# For the humorous reptile enthusiasts



## EchoTheLeoTort (Jul 27, 2013)

Tomorrow is my birthday, and my grandma is having a party today for her birthday. She called me this morning and told me she got me a cake and i should go pick it up. was not expecting this..  I was laughing so hard!




I think the baker did a good job at making Cato into a cartoonish lizard


----------



## ladyjean22 (Jul 27, 2013)

Haha! I understand. My friend calls me the creepy reptile lady lol

Sent from my SAMSUNG-SGH-I337 using TortForum mobile app


----------



## NickWag (Jul 27, 2013)

Hahahaha. That's great! Nothing cooler than a granny with a twisted sense of humor! LoL
Happy birthday!


----------



## Jabuticaba (Jul 27, 2013)

PMSL! This made my day! Thanks for sharing and Happy Birthday!! [PARTY POPPER][CONFETTI BALL][BALLOON]


----------



## wellington (Jul 27, 2013)

That's great. Happy Birthday, have a great one


----------



## Tom (Jul 27, 2013)

Dysfunction? I have no idea what she means...


----------



## WillTort2 (Jul 27, 2013)

Some dysfunctions are better to have than others! 

Happy Birthday!


----------



## LisaTurtle (Jul 27, 2013)

Funny! Happy birthday!!


----------



## Teodora'sDAD (Jul 27, 2013)

LMAO- OMG that is too funny.


----------



## jeffstort (Jul 27, 2013)

Hahaha lol happy birthday


----------



## mike taylor (Jul 27, 2013)

Your grandmother is a cool lady . Have a very happy birthday . 

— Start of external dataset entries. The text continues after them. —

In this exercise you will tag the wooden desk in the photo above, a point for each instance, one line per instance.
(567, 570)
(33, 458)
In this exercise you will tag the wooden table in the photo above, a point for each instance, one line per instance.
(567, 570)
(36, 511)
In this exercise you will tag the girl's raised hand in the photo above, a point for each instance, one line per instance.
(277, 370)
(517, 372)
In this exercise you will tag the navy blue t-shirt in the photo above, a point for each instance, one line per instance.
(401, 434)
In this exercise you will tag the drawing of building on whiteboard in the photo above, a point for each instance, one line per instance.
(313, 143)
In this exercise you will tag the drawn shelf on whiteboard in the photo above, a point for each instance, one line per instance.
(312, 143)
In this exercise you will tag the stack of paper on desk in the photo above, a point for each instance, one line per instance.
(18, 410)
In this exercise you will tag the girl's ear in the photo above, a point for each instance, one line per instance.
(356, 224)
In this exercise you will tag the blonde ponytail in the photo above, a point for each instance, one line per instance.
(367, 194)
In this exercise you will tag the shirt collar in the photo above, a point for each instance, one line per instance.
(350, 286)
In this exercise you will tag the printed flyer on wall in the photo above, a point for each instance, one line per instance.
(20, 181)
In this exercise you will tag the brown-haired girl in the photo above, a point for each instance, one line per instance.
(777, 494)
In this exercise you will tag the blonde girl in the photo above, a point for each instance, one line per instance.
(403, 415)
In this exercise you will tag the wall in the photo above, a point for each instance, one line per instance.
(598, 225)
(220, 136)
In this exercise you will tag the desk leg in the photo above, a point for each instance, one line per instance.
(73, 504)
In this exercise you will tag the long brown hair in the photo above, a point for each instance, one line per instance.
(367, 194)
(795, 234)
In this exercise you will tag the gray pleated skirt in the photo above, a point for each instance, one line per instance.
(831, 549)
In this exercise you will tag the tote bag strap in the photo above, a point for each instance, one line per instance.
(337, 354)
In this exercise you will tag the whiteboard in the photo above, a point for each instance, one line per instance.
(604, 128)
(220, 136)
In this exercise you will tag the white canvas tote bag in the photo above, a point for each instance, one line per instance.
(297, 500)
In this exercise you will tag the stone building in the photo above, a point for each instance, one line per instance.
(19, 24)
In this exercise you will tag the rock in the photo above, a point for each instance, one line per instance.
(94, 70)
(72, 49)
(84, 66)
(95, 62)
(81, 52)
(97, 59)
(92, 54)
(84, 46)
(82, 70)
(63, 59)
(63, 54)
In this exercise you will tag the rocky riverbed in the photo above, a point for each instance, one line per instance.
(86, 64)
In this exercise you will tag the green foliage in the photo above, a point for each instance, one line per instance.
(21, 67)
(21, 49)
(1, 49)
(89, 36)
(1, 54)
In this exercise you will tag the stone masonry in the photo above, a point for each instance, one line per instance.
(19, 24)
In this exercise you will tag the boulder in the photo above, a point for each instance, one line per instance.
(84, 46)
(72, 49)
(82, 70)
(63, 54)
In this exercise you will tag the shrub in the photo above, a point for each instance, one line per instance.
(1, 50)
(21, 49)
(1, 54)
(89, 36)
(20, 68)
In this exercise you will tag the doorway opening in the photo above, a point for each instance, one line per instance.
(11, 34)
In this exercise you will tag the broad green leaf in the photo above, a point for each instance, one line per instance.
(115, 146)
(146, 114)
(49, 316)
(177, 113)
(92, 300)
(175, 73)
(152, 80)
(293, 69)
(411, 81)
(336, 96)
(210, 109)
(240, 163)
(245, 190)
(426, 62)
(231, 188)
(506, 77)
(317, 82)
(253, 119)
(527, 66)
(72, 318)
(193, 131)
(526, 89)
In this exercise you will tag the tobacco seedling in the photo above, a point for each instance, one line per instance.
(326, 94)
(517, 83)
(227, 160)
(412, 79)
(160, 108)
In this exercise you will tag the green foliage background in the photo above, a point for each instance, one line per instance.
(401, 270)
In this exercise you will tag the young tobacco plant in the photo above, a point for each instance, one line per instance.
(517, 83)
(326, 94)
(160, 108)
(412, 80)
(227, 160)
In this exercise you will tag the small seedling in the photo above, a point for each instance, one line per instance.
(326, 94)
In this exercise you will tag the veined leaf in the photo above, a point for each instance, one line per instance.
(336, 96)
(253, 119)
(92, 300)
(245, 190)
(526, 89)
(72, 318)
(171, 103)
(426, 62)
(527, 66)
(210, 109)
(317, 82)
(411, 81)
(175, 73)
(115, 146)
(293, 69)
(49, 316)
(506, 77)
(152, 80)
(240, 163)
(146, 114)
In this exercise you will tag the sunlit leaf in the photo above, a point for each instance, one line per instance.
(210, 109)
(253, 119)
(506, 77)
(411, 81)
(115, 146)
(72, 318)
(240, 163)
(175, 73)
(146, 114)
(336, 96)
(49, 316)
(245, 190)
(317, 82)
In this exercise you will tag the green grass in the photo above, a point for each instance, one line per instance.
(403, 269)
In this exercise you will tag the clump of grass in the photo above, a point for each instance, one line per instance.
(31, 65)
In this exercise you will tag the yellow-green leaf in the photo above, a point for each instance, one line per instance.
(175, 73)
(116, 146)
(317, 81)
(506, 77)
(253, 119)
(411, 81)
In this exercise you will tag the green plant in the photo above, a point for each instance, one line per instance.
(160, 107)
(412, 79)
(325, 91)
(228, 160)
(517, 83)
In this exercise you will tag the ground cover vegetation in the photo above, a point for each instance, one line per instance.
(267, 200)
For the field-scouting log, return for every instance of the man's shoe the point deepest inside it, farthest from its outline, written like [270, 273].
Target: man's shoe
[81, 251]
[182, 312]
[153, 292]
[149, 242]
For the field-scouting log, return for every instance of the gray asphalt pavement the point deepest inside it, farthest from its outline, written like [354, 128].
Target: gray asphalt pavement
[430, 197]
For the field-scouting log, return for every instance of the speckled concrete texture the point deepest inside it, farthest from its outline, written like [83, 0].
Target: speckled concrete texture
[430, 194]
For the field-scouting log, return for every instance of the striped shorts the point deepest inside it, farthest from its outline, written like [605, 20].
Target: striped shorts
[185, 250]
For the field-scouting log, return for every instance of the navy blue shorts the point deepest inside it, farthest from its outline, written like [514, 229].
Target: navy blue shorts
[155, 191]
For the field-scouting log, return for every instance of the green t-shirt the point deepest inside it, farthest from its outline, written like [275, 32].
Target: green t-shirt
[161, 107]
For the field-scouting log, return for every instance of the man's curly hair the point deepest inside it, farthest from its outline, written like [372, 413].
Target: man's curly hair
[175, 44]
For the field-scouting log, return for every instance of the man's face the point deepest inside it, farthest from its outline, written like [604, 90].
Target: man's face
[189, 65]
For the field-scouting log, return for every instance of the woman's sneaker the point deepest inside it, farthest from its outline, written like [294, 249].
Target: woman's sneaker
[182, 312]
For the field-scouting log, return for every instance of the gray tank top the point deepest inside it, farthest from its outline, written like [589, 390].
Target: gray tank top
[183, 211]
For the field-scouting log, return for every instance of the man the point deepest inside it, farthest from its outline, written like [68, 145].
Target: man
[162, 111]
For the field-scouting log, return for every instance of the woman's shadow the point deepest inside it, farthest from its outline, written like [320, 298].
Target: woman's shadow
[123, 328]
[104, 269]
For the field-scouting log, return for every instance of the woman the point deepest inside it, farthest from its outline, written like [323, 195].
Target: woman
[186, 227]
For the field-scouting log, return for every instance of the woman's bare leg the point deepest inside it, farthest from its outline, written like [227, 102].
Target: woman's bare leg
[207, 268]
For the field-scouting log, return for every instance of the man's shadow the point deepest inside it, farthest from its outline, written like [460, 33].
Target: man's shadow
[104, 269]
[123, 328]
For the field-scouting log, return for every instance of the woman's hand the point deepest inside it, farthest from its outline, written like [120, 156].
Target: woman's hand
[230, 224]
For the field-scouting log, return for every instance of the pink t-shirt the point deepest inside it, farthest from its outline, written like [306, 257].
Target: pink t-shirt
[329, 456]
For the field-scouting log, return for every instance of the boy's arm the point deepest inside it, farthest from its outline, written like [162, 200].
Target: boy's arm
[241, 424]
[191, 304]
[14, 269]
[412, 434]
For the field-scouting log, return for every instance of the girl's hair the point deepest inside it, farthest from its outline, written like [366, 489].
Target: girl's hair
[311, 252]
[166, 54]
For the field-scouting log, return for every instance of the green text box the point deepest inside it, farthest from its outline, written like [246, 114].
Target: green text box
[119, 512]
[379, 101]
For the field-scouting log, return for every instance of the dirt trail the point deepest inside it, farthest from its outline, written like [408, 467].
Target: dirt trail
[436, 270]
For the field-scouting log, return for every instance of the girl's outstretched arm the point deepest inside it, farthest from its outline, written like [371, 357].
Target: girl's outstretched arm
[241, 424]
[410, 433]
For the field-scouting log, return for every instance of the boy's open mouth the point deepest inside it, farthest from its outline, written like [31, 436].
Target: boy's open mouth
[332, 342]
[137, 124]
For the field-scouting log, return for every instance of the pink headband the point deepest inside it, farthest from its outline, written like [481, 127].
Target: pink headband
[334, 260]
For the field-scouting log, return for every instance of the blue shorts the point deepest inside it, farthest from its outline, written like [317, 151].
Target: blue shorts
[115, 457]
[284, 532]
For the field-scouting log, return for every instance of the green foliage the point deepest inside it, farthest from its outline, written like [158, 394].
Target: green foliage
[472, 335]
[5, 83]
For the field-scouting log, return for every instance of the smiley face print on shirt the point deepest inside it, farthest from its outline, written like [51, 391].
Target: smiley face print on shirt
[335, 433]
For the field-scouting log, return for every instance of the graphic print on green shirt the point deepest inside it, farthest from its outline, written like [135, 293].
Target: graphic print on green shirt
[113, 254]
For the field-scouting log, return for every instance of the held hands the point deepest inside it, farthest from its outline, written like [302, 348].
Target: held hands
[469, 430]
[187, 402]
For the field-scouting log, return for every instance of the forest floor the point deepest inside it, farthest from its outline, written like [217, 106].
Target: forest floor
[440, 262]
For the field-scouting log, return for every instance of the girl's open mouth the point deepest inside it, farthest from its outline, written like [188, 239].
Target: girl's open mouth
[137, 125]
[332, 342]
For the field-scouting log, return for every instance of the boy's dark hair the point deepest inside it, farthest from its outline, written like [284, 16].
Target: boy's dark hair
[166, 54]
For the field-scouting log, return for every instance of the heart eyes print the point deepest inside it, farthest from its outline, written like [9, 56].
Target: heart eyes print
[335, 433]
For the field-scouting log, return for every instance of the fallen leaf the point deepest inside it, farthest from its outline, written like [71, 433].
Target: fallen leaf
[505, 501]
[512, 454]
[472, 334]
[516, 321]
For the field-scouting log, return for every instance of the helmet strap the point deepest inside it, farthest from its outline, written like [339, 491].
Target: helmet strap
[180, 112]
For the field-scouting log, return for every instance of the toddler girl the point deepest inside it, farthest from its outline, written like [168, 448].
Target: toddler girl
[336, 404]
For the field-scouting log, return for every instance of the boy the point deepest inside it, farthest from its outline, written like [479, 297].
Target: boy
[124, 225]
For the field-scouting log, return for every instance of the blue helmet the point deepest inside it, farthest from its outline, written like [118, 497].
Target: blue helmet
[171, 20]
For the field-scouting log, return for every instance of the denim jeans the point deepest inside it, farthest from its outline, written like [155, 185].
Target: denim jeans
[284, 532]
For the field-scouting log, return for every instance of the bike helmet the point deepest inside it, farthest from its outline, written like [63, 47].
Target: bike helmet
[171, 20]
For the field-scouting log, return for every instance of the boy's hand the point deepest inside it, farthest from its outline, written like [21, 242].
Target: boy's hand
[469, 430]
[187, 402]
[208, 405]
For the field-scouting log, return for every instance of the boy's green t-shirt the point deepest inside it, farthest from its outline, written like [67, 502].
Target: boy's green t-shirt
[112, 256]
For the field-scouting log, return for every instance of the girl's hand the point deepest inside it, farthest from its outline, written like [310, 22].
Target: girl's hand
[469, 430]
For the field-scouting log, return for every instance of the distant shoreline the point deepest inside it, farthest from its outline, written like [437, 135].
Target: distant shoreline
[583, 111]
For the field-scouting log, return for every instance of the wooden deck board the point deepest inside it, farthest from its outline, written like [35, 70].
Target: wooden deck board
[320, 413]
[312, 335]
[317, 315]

Sent from my C771 using TortForum mobile app


----------



## AnnV (Jul 27, 2013)

That cake is fabulous!
Happy birthday!

Ann from CT


----------



## thatrebecca (Jul 27, 2013)

So funny! Happy birthday!


----------



## Kameo37 (Jul 28, 2013)

Nice! Luckily, reptile dysfunction is a disorder you can live a full, happy life with. Treatment: more reptiles. 

Sent from my SAMSUNG-SGH-I337 using TortForum mobile app


----------



## Beck (Jul 28, 2013)

Your grandma is a funny lady. Happy Birthday Marissa!

Sent from my Nexus 7 using TortForum mobile app


----------



## harris (Jul 29, 2013)

That is hilarious! What a cool Gramma. Happy belated Birthday!


----------